Come dice Raúl Zibechi, «ciò che sta accadendo con il progressismo è patetico. Ha rinunciato anche a cambiamenti minori o cosmetici e tutto è in gioco nel presentarsi come alternativa all’ultradestra, che si tratti di Bolsonaro, uribismo in Colombia o Kast in Cile». Partendo da questo presupposto sorgono quesiti significativi. Innanzitutto, alla luce di quanto visto negli ultimi vent’anni, ha ancora senso sacrificare il seme della ribellione, della resistenza, dell’autonomia e dell’organizzazione popolare per progetti politici che a malapena riusciranno a dare un sollievo temporaneo alle masse più in difficoltà? Infatti, nonostante gli indubbi miglioramenti delle condizioni di vita della popolazione, coi governi progressisti le condizioni strutturali che determinano sfruttamento, disuguaglianza, violenza non vengono intaccate e anzi a seguito di un breve periodo di miglioramento, vi è poi il pericolo concreto di un peggioramento in senso reazionario dal momento che le destre acquistano forza e potere dall’annacquamento delle istanze popolari. 

Il secondo quesito è il solito vecchio nodo dell’utilizzo di quella che viene definita violenza politica.

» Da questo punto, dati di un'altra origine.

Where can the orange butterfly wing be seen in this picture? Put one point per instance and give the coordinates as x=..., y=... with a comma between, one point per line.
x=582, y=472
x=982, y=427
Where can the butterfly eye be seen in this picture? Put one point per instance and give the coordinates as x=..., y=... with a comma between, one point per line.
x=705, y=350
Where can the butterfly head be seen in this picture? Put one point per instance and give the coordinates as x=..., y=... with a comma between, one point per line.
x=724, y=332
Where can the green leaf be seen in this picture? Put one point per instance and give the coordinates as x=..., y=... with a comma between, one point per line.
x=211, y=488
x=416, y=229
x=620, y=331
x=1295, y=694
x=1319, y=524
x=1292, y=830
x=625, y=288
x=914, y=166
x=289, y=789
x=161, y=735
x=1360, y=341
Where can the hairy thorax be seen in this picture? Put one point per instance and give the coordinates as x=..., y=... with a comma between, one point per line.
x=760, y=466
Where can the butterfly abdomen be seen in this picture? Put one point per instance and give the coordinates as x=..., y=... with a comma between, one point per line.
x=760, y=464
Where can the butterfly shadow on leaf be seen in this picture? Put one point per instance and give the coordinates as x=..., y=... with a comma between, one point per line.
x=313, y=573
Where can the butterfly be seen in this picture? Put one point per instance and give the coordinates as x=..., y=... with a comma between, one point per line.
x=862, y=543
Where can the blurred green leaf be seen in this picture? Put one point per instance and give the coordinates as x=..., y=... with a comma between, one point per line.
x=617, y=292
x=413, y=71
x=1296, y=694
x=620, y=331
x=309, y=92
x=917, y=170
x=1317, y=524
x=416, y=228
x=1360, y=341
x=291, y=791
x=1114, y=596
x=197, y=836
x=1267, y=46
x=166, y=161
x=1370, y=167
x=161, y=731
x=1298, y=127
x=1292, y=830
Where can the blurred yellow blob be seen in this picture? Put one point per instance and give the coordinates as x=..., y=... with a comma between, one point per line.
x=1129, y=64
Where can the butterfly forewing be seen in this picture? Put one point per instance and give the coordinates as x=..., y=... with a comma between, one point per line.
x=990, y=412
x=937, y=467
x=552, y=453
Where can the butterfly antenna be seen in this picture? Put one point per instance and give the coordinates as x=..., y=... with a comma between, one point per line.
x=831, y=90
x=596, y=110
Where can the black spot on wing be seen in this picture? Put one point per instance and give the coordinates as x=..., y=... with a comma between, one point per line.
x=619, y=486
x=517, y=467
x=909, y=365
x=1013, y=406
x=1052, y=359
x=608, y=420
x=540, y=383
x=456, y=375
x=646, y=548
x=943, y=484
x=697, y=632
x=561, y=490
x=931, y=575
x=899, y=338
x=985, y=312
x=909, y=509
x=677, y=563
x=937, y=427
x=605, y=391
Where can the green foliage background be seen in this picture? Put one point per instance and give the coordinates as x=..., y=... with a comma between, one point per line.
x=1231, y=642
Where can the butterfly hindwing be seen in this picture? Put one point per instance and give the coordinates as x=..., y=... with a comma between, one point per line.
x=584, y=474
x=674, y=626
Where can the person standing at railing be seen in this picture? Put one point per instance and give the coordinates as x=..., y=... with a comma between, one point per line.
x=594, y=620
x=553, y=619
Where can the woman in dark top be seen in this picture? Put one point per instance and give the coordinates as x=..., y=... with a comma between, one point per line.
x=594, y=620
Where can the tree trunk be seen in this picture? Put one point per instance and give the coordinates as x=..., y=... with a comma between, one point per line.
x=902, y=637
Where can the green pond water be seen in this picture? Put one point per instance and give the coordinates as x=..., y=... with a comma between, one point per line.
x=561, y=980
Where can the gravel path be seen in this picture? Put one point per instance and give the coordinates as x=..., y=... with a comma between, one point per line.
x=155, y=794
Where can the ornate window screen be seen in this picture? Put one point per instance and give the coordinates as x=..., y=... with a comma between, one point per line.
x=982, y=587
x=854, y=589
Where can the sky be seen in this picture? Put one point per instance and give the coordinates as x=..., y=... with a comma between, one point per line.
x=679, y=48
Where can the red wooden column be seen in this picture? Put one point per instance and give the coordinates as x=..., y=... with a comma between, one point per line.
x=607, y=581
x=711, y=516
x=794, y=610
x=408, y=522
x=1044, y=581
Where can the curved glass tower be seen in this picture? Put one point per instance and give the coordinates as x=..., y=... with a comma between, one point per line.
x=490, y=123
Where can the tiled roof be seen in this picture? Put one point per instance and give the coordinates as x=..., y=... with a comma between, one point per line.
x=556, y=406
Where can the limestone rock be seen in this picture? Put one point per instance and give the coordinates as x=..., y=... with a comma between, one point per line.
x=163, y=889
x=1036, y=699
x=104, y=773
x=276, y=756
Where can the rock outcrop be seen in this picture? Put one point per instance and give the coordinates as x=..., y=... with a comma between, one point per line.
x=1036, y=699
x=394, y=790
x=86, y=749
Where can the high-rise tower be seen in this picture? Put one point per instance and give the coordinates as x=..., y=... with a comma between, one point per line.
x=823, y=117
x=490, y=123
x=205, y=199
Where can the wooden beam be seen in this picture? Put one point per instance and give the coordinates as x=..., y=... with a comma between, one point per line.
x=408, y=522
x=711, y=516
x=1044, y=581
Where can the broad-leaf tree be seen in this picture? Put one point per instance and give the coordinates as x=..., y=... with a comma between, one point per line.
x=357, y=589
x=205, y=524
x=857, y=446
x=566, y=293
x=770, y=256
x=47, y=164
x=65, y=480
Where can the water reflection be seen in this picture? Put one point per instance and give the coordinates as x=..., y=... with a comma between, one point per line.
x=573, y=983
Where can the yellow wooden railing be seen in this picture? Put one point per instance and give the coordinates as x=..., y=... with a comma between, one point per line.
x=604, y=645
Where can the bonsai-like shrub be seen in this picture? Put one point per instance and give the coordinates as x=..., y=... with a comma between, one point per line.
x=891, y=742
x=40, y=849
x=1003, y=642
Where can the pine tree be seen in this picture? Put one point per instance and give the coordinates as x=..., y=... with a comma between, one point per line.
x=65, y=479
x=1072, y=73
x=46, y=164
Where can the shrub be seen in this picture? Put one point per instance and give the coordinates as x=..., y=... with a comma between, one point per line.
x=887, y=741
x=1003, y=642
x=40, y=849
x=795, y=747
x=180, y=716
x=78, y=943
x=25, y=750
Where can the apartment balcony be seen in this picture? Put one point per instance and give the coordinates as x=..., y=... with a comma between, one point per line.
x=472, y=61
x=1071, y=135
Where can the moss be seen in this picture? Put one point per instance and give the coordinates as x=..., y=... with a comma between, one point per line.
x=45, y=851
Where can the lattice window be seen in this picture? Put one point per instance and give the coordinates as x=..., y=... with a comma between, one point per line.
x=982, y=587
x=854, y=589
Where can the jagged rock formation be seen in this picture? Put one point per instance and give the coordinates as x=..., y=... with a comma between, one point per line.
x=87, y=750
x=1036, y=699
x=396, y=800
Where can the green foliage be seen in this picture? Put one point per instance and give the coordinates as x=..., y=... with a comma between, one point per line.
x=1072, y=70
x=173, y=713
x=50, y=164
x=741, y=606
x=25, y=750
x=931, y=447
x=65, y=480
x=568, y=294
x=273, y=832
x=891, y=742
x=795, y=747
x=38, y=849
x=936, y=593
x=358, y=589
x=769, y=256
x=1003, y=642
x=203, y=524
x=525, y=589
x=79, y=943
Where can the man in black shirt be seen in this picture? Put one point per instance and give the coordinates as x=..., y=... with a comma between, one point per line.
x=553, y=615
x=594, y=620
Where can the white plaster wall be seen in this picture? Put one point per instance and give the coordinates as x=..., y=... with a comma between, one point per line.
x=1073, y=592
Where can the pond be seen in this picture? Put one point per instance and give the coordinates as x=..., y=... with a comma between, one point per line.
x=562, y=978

Come possono i movimenti, le comunità in resistenza, le organizzazioni sociali legittimare percorsi radicali di lotta senza che rappresentanti della sinistra istituzionale rinneghino quei percorsi? Un aiuto in questo senso è venuto paradossalmente dalla pandemia, che ha mostrato al mondo intero tutta la spietata violenza del sistema capitalista che ha fatto letteralmente morire milioni di persone per salvaguardare i profitti dei potenti. Arias e Bolivar hanno trascinato Petro e tutto il Pacto Histórico a dichiarare di non cadere nella trappola uribista della violenza nelle manifestazioni chiedendo di non scendere in piazza, ma la vera trappola di chi difende il sistema è quella di chi dice che la radicalità non è necessaria per ottenere i diritti o per arrivare a cambiamenti profondi nella società. E nonostante ciò che dice Boric, gli studenti cileni, lo hanno dimostrato ampiamente tre anni fa e lo stanno dimostrando ancora oggi. 

L’impressione è che i limiti del progressismo latinoamericano più che strutturali siano di volontà, di scelta politica, di comodo. Perché è ormai evidente che l’opzione moderata può essere favorevole a chi sta in basso nel breve periodo, ma nel medio-lungo periodo va a peggiorare le condizioni di sfruttamento, di miseria, di violenza. Per chi vorrà ancora provare a cambiare il mondo conquistando il potere capitalista, la vera sfida è come riuscire a rovesciare i ruoli e costringere le opzioni elettorali progressiste a difendere le istanze provenienti dalla base costi quel che costi, senza tentennamenti e senza tradimenti. Un cammino lungo e irto di difficoltà perché non solo ci sarà da lottare contro il nemico capitalista ma anche contro chi pensa di poter domare l’idra senza l’appoggio del popolo.